Friday, July 6, 1990

Rush Hour

          every day, Chicago, every morning we crawl
          down your lethargic distressways, the rivers named
          with dignity — the Stevenson, the Kennedy,
          and all the paths aimed purposefully at your heart.
          we want to beat with you; the coffee in our blood
          would have us flow through these veins to offer you life

          but every morning, Chicago, every day, life
          is slow to start as each cell of our self must crawl
          through the same veins/at the same time/with angry blood
          meeting on that hour so insistently named— 
          unwittingly converging, en route to your heart,
          with words, the very rush, of John F. Kennedy,

          “countrymen, ask what you can do,” cried Kennedy,
          speaking now to citizens, who choose to do life
          by committing themselves to fuel a city’s heart
          yet sacrificing themselves—to wit, their great crawl.
          to you, Chicago, our commitment is duly named;
          for you, Chicago, we submit this daily blood.


 ⇋


Points of View

I

In a central atrium of a Chicago university, an old professor stepped unassumingly onto an up escalator. He had white hair and the red face of high blood pressure, and even though the stairs would do the work for him he looked up at them wearily. 

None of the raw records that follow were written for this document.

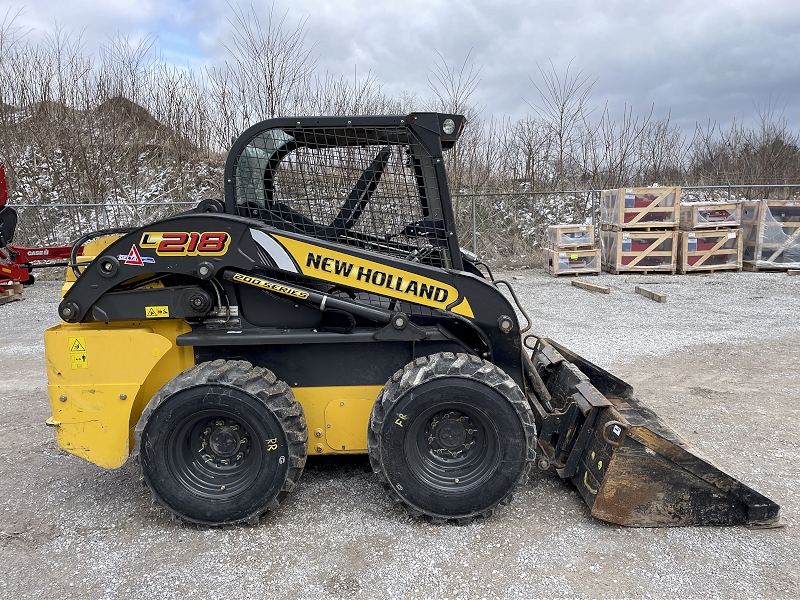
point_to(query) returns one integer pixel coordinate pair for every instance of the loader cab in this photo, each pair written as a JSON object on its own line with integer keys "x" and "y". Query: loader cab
{"x": 376, "y": 183}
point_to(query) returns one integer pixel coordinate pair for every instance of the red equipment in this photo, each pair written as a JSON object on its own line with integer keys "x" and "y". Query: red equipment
{"x": 17, "y": 262}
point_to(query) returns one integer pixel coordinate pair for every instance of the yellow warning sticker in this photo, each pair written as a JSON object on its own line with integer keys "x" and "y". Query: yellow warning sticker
{"x": 78, "y": 360}
{"x": 156, "y": 312}
{"x": 78, "y": 356}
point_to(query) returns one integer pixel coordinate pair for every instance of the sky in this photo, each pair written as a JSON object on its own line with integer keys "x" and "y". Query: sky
{"x": 694, "y": 61}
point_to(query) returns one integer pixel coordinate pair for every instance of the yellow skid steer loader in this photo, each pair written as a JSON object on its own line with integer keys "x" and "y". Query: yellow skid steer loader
{"x": 325, "y": 307}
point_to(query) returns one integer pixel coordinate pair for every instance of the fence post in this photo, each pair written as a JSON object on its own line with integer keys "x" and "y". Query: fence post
{"x": 474, "y": 226}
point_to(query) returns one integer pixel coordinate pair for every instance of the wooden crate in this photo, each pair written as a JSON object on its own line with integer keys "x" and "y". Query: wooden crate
{"x": 571, "y": 262}
{"x": 640, "y": 208}
{"x": 566, "y": 237}
{"x": 771, "y": 234}
{"x": 639, "y": 251}
{"x": 710, "y": 215}
{"x": 717, "y": 250}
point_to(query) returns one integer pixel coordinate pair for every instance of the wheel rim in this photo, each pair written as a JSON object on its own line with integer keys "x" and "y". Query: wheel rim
{"x": 452, "y": 447}
{"x": 211, "y": 453}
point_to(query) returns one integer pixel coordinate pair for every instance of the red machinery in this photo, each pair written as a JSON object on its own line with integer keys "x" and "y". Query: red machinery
{"x": 17, "y": 262}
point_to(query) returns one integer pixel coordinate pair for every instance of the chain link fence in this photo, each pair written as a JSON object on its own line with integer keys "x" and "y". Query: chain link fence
{"x": 502, "y": 228}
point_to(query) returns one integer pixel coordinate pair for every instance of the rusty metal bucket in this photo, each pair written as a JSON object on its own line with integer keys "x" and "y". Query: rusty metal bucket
{"x": 630, "y": 467}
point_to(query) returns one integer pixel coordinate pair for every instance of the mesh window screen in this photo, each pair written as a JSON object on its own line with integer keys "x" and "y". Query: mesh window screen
{"x": 372, "y": 188}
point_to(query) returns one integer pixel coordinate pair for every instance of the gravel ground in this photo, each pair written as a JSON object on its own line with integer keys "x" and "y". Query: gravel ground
{"x": 719, "y": 361}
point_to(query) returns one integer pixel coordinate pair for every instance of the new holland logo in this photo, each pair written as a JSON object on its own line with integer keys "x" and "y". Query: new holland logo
{"x": 134, "y": 258}
{"x": 372, "y": 276}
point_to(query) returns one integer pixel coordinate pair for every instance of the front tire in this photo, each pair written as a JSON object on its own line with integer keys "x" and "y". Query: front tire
{"x": 222, "y": 443}
{"x": 451, "y": 436}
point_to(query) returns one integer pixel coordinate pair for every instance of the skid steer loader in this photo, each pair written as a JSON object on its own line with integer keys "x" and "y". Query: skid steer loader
{"x": 325, "y": 307}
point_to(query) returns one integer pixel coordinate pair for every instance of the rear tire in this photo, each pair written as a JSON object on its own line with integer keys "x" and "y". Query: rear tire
{"x": 451, "y": 436}
{"x": 222, "y": 443}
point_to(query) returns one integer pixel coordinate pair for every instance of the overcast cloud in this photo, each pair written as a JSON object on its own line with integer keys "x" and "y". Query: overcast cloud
{"x": 713, "y": 60}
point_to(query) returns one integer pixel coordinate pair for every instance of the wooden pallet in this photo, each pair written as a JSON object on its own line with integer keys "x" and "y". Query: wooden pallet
{"x": 710, "y": 215}
{"x": 639, "y": 251}
{"x": 771, "y": 232}
{"x": 572, "y": 262}
{"x": 10, "y": 291}
{"x": 710, "y": 250}
{"x": 635, "y": 208}
{"x": 570, "y": 237}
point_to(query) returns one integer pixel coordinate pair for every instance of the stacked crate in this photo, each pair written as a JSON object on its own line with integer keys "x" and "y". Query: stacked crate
{"x": 771, "y": 233}
{"x": 710, "y": 237}
{"x": 571, "y": 251}
{"x": 639, "y": 229}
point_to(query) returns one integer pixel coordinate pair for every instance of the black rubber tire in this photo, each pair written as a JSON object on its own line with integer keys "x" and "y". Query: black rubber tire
{"x": 222, "y": 443}
{"x": 450, "y": 436}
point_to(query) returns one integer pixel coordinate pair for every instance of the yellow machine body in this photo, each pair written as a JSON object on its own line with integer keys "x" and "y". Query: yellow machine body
{"x": 100, "y": 378}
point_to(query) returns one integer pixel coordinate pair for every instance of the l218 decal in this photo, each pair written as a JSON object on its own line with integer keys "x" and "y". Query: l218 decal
{"x": 183, "y": 243}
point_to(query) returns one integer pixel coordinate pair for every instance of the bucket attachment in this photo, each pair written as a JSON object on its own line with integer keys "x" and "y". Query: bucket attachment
{"x": 630, "y": 467}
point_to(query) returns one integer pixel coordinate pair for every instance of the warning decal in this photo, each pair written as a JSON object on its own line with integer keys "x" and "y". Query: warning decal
{"x": 78, "y": 357}
{"x": 156, "y": 312}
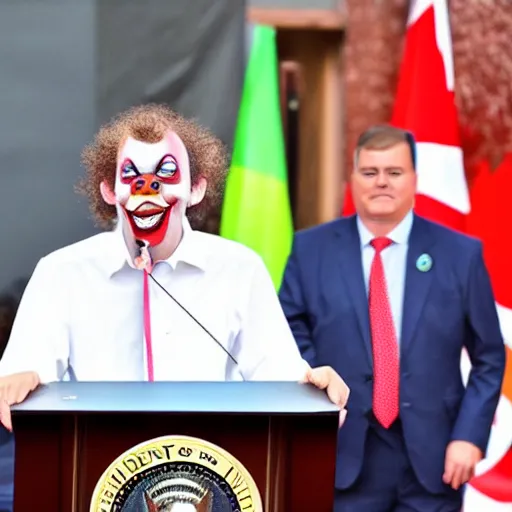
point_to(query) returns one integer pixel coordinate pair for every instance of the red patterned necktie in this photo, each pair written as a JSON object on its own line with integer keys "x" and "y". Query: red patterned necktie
{"x": 386, "y": 372}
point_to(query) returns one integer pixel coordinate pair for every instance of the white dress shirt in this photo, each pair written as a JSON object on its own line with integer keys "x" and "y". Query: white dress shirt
{"x": 394, "y": 260}
{"x": 81, "y": 316}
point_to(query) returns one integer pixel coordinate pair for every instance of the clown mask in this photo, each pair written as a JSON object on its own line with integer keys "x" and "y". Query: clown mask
{"x": 152, "y": 192}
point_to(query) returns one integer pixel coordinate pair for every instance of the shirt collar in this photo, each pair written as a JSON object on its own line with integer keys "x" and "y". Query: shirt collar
{"x": 189, "y": 251}
{"x": 399, "y": 235}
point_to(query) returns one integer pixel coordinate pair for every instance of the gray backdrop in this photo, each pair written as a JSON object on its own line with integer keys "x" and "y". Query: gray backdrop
{"x": 68, "y": 65}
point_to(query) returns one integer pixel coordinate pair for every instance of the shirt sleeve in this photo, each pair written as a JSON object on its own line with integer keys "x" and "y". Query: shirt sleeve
{"x": 39, "y": 339}
{"x": 265, "y": 347}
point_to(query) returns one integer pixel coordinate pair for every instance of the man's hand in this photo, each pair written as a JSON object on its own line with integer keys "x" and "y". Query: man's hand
{"x": 460, "y": 461}
{"x": 324, "y": 377}
{"x": 13, "y": 390}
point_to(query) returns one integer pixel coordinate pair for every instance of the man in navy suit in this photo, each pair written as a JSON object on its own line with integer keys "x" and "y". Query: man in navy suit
{"x": 389, "y": 300}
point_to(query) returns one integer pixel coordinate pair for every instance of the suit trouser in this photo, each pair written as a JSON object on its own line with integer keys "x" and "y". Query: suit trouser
{"x": 387, "y": 482}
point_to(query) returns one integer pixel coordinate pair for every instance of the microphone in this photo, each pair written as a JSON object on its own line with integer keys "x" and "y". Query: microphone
{"x": 144, "y": 257}
{"x": 194, "y": 318}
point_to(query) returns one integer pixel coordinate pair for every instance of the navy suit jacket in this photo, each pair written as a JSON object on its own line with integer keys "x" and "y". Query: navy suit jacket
{"x": 445, "y": 309}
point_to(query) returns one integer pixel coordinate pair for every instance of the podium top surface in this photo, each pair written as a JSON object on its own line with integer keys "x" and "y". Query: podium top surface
{"x": 178, "y": 397}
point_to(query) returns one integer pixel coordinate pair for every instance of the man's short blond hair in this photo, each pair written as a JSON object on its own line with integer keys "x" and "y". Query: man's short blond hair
{"x": 382, "y": 137}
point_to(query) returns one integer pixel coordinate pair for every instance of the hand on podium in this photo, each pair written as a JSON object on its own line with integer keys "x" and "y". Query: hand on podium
{"x": 13, "y": 390}
{"x": 324, "y": 377}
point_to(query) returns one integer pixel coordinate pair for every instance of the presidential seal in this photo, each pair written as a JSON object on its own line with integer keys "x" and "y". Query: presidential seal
{"x": 176, "y": 474}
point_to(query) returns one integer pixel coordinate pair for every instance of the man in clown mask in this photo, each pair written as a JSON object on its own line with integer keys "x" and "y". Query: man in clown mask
{"x": 151, "y": 298}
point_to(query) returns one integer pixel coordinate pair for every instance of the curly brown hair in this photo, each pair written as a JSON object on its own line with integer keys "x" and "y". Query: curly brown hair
{"x": 148, "y": 123}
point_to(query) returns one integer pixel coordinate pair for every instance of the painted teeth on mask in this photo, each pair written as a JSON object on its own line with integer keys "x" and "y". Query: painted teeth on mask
{"x": 147, "y": 222}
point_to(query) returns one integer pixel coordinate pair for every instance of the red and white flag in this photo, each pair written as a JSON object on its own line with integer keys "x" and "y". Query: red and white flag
{"x": 425, "y": 105}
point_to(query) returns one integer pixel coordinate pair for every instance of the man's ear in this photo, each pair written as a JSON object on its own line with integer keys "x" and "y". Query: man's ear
{"x": 198, "y": 192}
{"x": 106, "y": 192}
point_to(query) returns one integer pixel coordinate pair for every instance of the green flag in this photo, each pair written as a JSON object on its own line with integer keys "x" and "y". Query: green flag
{"x": 256, "y": 210}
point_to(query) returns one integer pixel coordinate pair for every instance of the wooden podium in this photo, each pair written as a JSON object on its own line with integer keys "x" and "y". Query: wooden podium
{"x": 68, "y": 433}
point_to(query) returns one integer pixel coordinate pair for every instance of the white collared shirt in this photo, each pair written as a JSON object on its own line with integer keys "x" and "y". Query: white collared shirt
{"x": 394, "y": 260}
{"x": 81, "y": 316}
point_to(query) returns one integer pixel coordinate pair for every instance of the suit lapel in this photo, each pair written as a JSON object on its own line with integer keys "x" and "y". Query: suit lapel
{"x": 417, "y": 283}
{"x": 349, "y": 262}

At the same instance, a boy appearing to be in his early teens stepped on to the down escalator on the second floor. He was a black youth, too young to be a college student and darker than most of the students around him, yet he exuded the confidence of one who had come in from the surrounding neighborhood.

Facing each other from a distance, the old man and the young boy made coincidental eye contact, and the professor looked away; but as the white old man and the young black boy approached the point where their escalators made them parallel, the boy did not stop looking. They drew closer. 

“Hi,” the boy suddenly said, staring right at the man. 

“Hi,” the man replied, diverting his eyes. 

“You hate me, don’t you?” the boy said, still looking at him. 

Their paths had reached a juxtaposition, but it was brief and the man had no time to react. The boy was suddenly moving behind him. He was looking back at him, waiting for a reply, but the man did not turn around and he did not say anything. His face became like an old stone, and behind it he hid his fear or his confusion or —surely he would deny this —his hate.

II

I was on my way to the campus bookstore. I used to like to take the stairs, but my heart is not what it once was. A few years ago, I had to start taking the escalator, but after today I might start using the elevator.

One of Chicago’s glorious youth was riding the down escalator; I noticed him a level above me just as I had stepped on to the up escalator. The two escalators run alongside each other, so the boy must have noticed me looking up at him. He was certainly not a college student; he was only thirteen or fourteen and probably skipping school. He was black, so I assumed he had come from the neighborhood just south of here. We’ve seen a lot of neighborhood kids around here these days.

Just before we reached a parallel point, he turned and greeted me. “Hi,” he said, and suddenly he was looking right at me. I’m sure I had never seen this boy before, but I returned the greeting with a half smile and a nod, not sure what more to make of it. The boy was now moving past me, and as he looked back at me he said, “You hate me, don’t you?”

As quick as he had said it, he was behind me, continuing to move down as I moved up towards the bookstore. I tried to hide my surprise, but as the escalator slowly rise I could not help but consider the odd exchange. “No,” I thought to myself at last, “I do not hate you. I don’t even know you.”

III

I will speak for the boy. He has a name, you know. In fact, the only time he should be called boy is when I call him that. That’s my boy. But you can call him by his name. His name is James. James Addams. 

And yes, you could say that he belongs here. Yes, this is his neighborhood. It’s our neighborhood: we have lived here as a family for a hundred years, ever since my grandfather Isaac Addams made his way up here from Louisiana. He was not much older than James at the time, but he had it in him to make a life for himself here in Chicago. This neighborhood has been our neighborhood ever since. It has been James’s neighborhood for all of his fourteen years, and it has been our neighborhood, the neighborhood of the Addams and the Morgans and the Jacksons and the Taylors for longer than there’s been a school here. 

We do not begrudge the school being built here, though. It pushed aside some of our homes thirty years ago, but people have been displaced by worse things. And it does add a certain liveliness, a sense of hope to this part of town.

I’d like to think that James will one day be here as a student of the University. But that’s a few years away. For now, James is part of the neighborhood. He’s my boy, and he’s your neighbor.